Search code examples
c#.netregexcapturing-group

Regex: How to capture all iterations in repeated capturing group


I would expect these lines of C#:

var regex = new Regex("A(bC*)*");
var match = regex.Match("AbCCbbCbCCCCbbb");
var groups = match.Groups;

to return something like:

["AbCCbbCbCCCCbbb", "A", "bCC", "b", "bC", "bCCC", "b", "b", "b"]

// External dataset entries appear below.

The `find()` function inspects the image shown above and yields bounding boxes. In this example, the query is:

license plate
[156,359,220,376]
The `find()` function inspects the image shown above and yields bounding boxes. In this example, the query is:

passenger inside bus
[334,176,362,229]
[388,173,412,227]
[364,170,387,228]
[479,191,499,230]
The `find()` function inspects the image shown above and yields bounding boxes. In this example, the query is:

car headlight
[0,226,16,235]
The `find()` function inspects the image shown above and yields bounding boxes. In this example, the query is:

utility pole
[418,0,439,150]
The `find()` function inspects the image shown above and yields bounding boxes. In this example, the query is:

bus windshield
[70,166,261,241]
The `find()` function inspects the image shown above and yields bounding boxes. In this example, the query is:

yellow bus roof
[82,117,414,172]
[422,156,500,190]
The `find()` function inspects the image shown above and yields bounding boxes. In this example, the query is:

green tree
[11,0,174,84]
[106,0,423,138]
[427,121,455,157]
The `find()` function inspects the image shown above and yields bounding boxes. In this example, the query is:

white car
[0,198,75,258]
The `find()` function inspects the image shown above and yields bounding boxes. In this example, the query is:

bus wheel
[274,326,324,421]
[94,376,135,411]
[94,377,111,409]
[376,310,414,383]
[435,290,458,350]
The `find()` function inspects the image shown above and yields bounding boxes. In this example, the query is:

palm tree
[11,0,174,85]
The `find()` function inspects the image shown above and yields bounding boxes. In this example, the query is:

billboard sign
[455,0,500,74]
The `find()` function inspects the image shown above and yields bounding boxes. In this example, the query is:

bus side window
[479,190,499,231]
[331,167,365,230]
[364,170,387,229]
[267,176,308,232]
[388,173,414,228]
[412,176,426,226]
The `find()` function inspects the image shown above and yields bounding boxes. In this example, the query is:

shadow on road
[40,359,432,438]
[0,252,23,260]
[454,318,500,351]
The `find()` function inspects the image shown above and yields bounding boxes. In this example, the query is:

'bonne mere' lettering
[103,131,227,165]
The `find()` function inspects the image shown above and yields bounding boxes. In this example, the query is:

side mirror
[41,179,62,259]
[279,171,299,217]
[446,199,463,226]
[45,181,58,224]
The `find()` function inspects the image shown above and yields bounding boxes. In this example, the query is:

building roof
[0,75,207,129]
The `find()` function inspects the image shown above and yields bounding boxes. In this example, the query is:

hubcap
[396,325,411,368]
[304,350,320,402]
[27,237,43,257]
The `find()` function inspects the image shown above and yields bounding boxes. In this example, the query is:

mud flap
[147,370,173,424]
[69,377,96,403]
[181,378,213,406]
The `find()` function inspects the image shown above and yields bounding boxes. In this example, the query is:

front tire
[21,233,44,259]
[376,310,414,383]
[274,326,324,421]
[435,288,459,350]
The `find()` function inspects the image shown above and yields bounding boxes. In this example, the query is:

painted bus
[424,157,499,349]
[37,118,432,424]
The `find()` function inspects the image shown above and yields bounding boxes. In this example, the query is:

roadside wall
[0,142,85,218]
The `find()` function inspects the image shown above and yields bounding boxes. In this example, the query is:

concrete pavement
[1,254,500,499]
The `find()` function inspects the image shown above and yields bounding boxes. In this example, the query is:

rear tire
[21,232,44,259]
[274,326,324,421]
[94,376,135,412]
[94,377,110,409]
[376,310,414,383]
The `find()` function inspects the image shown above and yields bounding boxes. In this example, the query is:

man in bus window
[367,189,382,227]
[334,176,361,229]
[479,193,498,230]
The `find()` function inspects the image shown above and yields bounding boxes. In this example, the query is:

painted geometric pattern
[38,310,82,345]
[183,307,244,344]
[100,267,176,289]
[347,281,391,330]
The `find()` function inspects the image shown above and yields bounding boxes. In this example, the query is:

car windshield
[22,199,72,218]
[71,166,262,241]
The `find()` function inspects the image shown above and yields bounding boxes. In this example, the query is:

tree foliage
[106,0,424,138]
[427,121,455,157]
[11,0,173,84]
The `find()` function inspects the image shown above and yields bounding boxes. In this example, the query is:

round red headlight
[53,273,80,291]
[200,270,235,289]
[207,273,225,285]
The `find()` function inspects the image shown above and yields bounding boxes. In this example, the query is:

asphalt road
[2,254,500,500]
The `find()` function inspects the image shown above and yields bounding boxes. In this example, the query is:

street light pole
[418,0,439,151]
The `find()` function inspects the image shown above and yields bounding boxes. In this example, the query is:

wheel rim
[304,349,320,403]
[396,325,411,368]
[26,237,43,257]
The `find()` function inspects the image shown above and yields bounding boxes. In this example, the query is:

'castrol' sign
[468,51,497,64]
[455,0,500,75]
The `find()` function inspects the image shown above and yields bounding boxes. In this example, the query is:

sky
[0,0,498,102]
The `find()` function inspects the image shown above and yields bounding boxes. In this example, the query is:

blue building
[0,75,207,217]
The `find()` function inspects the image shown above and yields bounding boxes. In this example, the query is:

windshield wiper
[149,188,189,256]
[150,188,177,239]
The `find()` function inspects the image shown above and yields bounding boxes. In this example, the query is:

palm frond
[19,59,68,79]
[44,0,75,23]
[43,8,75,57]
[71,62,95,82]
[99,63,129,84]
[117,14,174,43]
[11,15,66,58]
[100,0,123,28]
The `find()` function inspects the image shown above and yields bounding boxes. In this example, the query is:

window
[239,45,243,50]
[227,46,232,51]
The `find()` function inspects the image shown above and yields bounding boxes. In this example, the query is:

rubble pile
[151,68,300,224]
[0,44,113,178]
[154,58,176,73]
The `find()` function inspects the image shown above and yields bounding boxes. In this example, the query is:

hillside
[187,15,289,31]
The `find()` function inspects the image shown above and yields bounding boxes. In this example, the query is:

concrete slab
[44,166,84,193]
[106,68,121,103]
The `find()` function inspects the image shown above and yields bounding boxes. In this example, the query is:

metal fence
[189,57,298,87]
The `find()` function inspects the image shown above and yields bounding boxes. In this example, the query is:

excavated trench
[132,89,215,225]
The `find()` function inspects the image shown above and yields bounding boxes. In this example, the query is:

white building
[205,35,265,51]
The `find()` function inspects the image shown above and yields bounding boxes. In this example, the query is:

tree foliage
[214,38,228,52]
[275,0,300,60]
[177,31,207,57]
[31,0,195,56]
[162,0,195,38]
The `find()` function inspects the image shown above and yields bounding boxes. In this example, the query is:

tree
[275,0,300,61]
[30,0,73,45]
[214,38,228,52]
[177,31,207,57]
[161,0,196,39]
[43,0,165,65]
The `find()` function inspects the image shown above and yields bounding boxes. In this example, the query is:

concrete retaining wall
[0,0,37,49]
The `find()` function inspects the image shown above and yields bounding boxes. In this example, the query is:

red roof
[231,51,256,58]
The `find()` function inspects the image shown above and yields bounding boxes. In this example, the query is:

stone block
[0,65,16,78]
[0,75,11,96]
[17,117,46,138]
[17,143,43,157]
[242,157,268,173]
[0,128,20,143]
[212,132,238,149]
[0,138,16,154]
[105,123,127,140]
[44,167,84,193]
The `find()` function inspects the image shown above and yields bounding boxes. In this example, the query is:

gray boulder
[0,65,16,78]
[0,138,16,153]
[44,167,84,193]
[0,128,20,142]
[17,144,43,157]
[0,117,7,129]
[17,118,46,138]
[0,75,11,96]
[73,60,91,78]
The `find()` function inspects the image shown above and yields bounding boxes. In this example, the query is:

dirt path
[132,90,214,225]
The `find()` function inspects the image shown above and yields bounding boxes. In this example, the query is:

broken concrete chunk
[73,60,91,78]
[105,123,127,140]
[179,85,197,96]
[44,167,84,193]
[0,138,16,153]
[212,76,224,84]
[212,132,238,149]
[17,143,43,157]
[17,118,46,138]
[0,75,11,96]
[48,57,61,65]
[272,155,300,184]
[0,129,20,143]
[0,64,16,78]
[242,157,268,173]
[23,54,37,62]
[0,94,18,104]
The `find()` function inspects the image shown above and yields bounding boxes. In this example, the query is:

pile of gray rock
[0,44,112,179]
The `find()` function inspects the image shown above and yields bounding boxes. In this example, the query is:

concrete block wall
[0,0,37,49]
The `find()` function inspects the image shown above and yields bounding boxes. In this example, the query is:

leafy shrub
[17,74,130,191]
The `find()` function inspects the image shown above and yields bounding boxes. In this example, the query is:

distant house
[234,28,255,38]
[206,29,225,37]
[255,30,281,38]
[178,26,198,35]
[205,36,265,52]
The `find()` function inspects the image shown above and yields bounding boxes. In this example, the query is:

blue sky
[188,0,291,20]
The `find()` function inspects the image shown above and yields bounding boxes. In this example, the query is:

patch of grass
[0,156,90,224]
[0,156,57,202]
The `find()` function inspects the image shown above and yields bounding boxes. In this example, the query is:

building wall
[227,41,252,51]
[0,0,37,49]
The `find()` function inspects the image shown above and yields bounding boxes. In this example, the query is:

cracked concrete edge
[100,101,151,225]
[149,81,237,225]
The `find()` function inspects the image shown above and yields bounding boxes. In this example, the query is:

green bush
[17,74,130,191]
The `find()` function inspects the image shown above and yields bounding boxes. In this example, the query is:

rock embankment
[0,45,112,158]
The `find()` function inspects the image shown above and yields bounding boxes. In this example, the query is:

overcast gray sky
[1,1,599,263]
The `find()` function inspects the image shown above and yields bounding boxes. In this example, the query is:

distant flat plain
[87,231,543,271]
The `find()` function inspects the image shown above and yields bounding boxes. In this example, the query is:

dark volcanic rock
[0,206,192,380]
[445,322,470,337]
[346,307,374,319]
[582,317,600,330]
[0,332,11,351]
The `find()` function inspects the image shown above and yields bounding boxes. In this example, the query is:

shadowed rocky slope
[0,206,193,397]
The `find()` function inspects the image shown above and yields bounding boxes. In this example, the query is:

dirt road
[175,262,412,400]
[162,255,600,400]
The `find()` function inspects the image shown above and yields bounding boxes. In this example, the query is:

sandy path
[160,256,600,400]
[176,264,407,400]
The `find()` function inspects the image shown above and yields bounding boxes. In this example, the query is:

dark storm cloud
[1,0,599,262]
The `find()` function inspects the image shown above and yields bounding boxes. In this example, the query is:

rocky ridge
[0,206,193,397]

but instead it returns only the last captured match:

["AbCCbbCbCCCCbbb", "b"]

Here Regex101 also displays the following as a warning:

A repeated capturing group will only capture the last iteration. Put a capturing group around the repeated group to capture all iterations or use a non-capturing group instead if you're not interested in the data

How should I change my regex pattern?


Solution

  • If you want to also capture A, just wrap it with parentheses: new Regex("(A)(bC*)*"). See the regex demo.

    enter image description here

    Then, collect all the values you have got inside CaptureCollection:

    var regex = new Regex("(A)(bC*)*");
    var match = regex.Matches("AbCCbbCbCCCCbbb")
         .Cast<Match>()
         .SelectMany(x => x.Groups.Cast<Group>()
              .SelectMany(v => v.Captures
                  .Cast<Capture>()
                  .Select(t => t.Value)
              )
         )
         .ToList();
     foreach (var s in match)
         Console.WriteLine(s);
    

    See the C# demo